William Browne’s ‘Underneath this sable hearse’ was said by Whalley to be ‘universally assigned’ (6.277) to Jonson. This ascription has not been found in any manuscript, although the poem was extremely popular among miscellanists. Its presence in Browne’s autograph (BL Lansdowne MS 777, fol. 43v) as well as in manuscripts which ascribe it to him (e.g. Bodleian MS Rawl. poet. 160, fol. 27, and Trinity College Dublin MS G.2.21, p. 487) ensure that only an edition which sought (as this does not) comprehensively to reproduce everything that has ever been thought to be Jonson’s could be criticised for omitting it. ‘On Black Hair’ is ascribed to Walton Poole in several manuscripts, and there is no reason to doubt this attribution. This is one of the most popular poems in seventeenth-century manuscript miscellanies (a very partial account of the surviving manuscripts is in Wolf, 1948) and is implausibly ascribed to Jonson in BL Add. MS 21433, fol. 109v, and BL Harley MS 6057, fol. 9v. The robust line of ascriptions to Poole confirms the suspicion that its lexis, metre, and laddishly explicit heterosexuality mark it as quite unlike anything else in the Jonsonian canon. H&S do not print it, despite the fact that, like ‘The Good Wife’s Ale’, it is sometimes ascribed to Jonson. Presumably they do not do so because it is obscene. The poem is not reproduced here because there are strong grounds for believing that someone other than Jonson wrote it.
Excluded from this gathering is the poem ‘To his Confined Friend Mr Felton’. Here Jonson was accused of authorship and hotly denied it (see Life Record 76, where the poem is reproduced). The style does not mark it as his, as doubtless Jonson pointed out when he ‘condemned’ the verses to the Attorney General, who examined him over the authorship of the poem on 26 October 1628. The question of whether or not Jonson wrote any given poem, which can seem academic in the worst sense today, was anything but that in the 1620s: Star Chamber could investigate who wrote a given set of verses, and unless one could provide convincing evidence that one was not the author one could be imprisoned or have one’s ears cropped. Although some of the weaker pieces gathered here might make Jonson’s ears tingle, they should not make them bleed: in most cases he is extremely unlikely to have written them.
Poems Ascribed to Jonson in The Underwood and Benson
1
Underwood 39
An Elegy
To make the doubt clear that no woman’s true,
Was it my fate to prove it full in you?
Thought I but one had breathed the purer air,
And must she needs be false because she’s fair?
Is it your beauty’s mark, or of your youth, 5
Or your perfection not to study truth?
Or think you heaven is deaf, or hath no eyes,
Or those it has wink at your perjuries?
Are vows so cheap with women, or the matter
Whereof they are made, that they are writ in water 10
And blown away with wind?

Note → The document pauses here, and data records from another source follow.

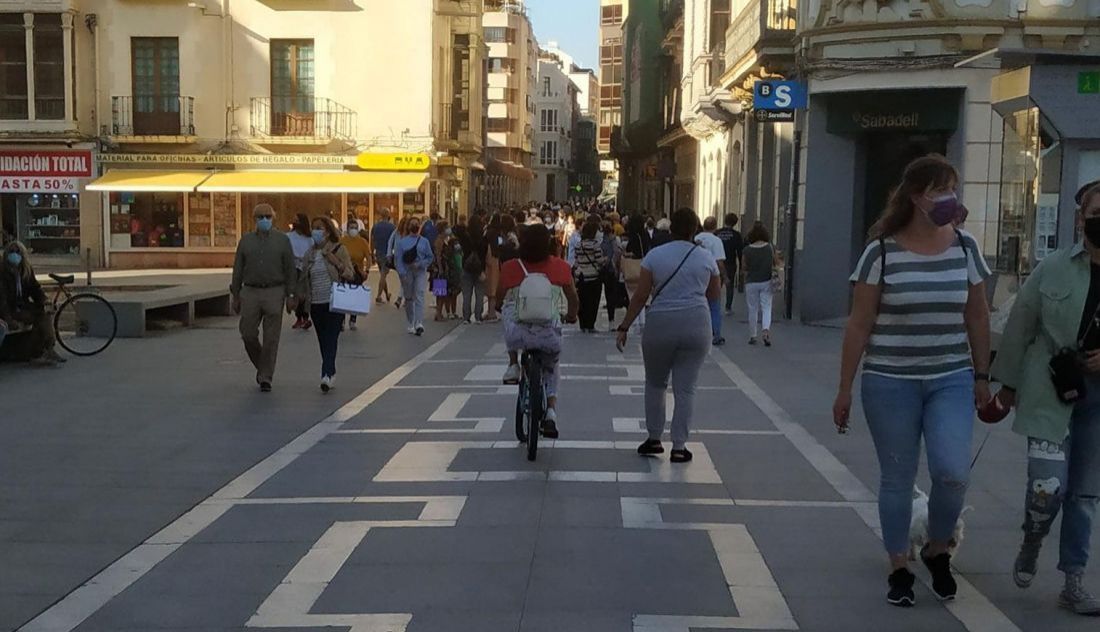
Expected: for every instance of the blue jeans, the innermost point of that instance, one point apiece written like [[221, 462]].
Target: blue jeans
[[715, 319], [901, 411], [1066, 477], [327, 324]]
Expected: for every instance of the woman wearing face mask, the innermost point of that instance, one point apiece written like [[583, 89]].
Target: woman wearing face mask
[[413, 255], [327, 262], [23, 308], [1058, 309], [920, 323]]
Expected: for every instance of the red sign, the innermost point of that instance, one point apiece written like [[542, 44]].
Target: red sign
[[29, 163]]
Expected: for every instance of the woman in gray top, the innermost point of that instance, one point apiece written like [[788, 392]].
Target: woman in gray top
[[675, 339], [758, 262]]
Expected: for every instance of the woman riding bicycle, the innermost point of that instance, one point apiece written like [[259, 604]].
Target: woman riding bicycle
[[537, 334], [23, 306]]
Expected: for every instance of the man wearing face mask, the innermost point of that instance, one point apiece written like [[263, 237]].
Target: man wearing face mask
[[264, 275]]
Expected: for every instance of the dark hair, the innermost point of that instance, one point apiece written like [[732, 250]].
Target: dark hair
[[758, 234], [330, 228], [927, 172], [589, 230], [684, 224], [535, 243]]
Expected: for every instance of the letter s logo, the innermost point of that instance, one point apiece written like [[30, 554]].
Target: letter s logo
[[782, 97]]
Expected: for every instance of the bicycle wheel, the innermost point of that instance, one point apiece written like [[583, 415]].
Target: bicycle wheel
[[86, 324], [535, 406], [521, 410]]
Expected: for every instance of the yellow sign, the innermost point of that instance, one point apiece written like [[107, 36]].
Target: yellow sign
[[372, 162]]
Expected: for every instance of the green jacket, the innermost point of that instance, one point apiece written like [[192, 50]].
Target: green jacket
[[1045, 319]]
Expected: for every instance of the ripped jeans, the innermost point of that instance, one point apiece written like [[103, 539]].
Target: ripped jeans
[[1066, 478], [899, 412]]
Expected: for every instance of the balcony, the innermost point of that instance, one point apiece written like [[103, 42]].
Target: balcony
[[762, 34], [310, 120], [168, 119]]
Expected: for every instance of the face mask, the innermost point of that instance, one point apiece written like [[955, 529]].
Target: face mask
[[1091, 230], [944, 209]]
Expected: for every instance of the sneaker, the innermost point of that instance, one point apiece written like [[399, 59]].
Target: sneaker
[[550, 424], [1026, 566], [939, 566], [1076, 598], [680, 455], [901, 588]]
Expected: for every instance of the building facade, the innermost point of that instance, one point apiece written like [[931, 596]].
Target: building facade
[[513, 71], [190, 113]]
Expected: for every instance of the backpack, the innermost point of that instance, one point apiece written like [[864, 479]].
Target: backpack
[[535, 302]]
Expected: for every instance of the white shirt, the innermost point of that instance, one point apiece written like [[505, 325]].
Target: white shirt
[[713, 245]]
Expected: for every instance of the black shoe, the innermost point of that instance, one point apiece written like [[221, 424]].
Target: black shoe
[[901, 588], [680, 455], [549, 429], [939, 566]]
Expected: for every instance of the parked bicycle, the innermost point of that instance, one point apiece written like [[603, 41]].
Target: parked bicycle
[[85, 322], [531, 403]]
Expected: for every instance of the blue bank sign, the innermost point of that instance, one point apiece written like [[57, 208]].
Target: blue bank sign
[[776, 101]]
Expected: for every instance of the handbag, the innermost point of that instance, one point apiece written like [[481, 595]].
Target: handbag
[[350, 299]]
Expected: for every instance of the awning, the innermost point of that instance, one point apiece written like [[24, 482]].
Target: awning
[[145, 180], [314, 181]]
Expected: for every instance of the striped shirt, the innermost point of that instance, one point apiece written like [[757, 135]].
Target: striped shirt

Or doth their breath,
Both hot and cold at once, threat life and death?
Who could have thought so many accents sweet,
Tuned to our words, so many sighs should meet,
Blown from our hearts, so many oaths and tears 15
Sprinkled among? All sweeter by our fears,
And the divine impression of stol’n kisses,
That sealed the rest, could now prove empty blisses?
Did you draw bonds to forfeit? Sign, to break?
Or must we read you quite from what you speak, 20
And find the truth out the wrong way? Or must
He first desire you false, would wish you just?
Oh I profane! Though most of women be
The common monster, love shall except thee,
My dearest love, however jealousy 25
With circumstance might urge the contrary.
Sooner I’ll think the sun would cease to cheer
The teeming earth, and that forget to bear;
Sooner that rivers would run back, or Thames
With ribs of ice in June would bind his streams: 30
Or nature, by whose strength the world endures,
Would change her course before you alter yours.
But oh, that treacherous breast, to whom weak you
Did trust our counsels, and we both may rue,
Having his falsehood found too late! ’Twas he 35
That made me cast you guilty, and you me.
Whilst he, black wretch, betrayed each simple word
We spake unto the cunning of a third!
Cursed may he be that so our love hath slain,
And wander wretchèd on the earth as Cain; 40
Wretchèd as he, and not deserve least pity;
In plaguing him let misery be witty.
Let all eyes shun him, and he shun each eye
Till he be noisome as his infamy;
May he without remorse deny God thrice, 45
And not be trusted more on his soul’s price,
And after all self-torment, when he dies,
May wolves tear out his heart, vultures his eyes,
Swine eat his bowels, and his falser tongue,
That uttered all, be to some raven flung, 50
And let his carrion corse be a longer feast
To the king’s dogs, than any other beast.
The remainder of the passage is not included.